The strategy canvas tool compares competitors according to their performance on critical sucess factors (CSFs) in order to establish potential strategies for the future
Highlights the following features:
Critical success factors: Factors perticulary valued by customers or provides a significat advantage in terms of cost. (Important source of competetive advantage)
Value curves - GRaphic depiction of how customers perceive competitors relative performance across CSFs
Value innovation - The creation of new market space by excelling on established critical success factors on which competitors are performing badly
What is interactive strategies?
Business strategies interact with other competitiors –> Cost leadership is sensible when everybody chasing differentiation strategy –> Game theory
Explain interdependence between rivals
Competitors strategies are interdependent and interact through moves and countermoves.

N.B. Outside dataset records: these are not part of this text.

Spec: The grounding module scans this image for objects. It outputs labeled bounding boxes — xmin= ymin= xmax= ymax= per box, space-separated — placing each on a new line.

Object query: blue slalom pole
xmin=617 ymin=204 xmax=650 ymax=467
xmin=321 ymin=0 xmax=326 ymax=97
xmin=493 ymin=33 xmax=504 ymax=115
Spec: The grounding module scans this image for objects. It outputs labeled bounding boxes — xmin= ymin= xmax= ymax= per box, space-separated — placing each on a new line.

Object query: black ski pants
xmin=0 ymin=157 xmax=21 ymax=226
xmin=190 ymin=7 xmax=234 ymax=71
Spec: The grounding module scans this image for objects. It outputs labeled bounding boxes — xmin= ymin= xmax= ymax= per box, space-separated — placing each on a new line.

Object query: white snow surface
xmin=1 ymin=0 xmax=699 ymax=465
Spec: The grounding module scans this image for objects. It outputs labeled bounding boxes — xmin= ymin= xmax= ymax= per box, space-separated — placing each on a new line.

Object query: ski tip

Cost leadership and differentation should not be seen as static but as dynamic trajectories dependent on competitors strategies.
There are three key decisions
Threat assessment - Is the threat substansial or not?
Differentiation response
Cost response
Read more on page 243 -244
Describe game theory
Game theory encourages an organisation to consider competitors likely moves and the implications of these moves for its own organisation
- Game theorists consider how a competitors response to a strategic move might change the assumptions behind that move (Ex. Challenging an competitor in one area might lead to a counter attack in another)
- Game theorists are sensitive to the strategic signals their move might convey to competitors
Game theory is extra relevant where competitors are interdependent (outcome of choices made by one competitor is dependent on the choiches made by other competitors)
There are two important guiding principles that arises from interdependence
- Get in the mind of competitors - Take a view that the competitors are likely to do
- Think forward and reason backwards - Choose their competetive moves on the basis of understanding the likely respons of competitors
What is a business model
A business model describes the value proposition for customers and other participants, an arrangement of activities that produces this value, and associated revenue and cost structures
Competitiors often have the same business model but the strategies and basis for competetive advantages may differ
What is value creation?
A proposition that adresses a specific customer segments needs and problems
“What is offered to what customer?”
What is Value configuration?
The resources and activities that produce this value
“How is the value proposition structured?”
What is Value capture?
Explains revenue streams and cost structures
“Why does the model generate margin?”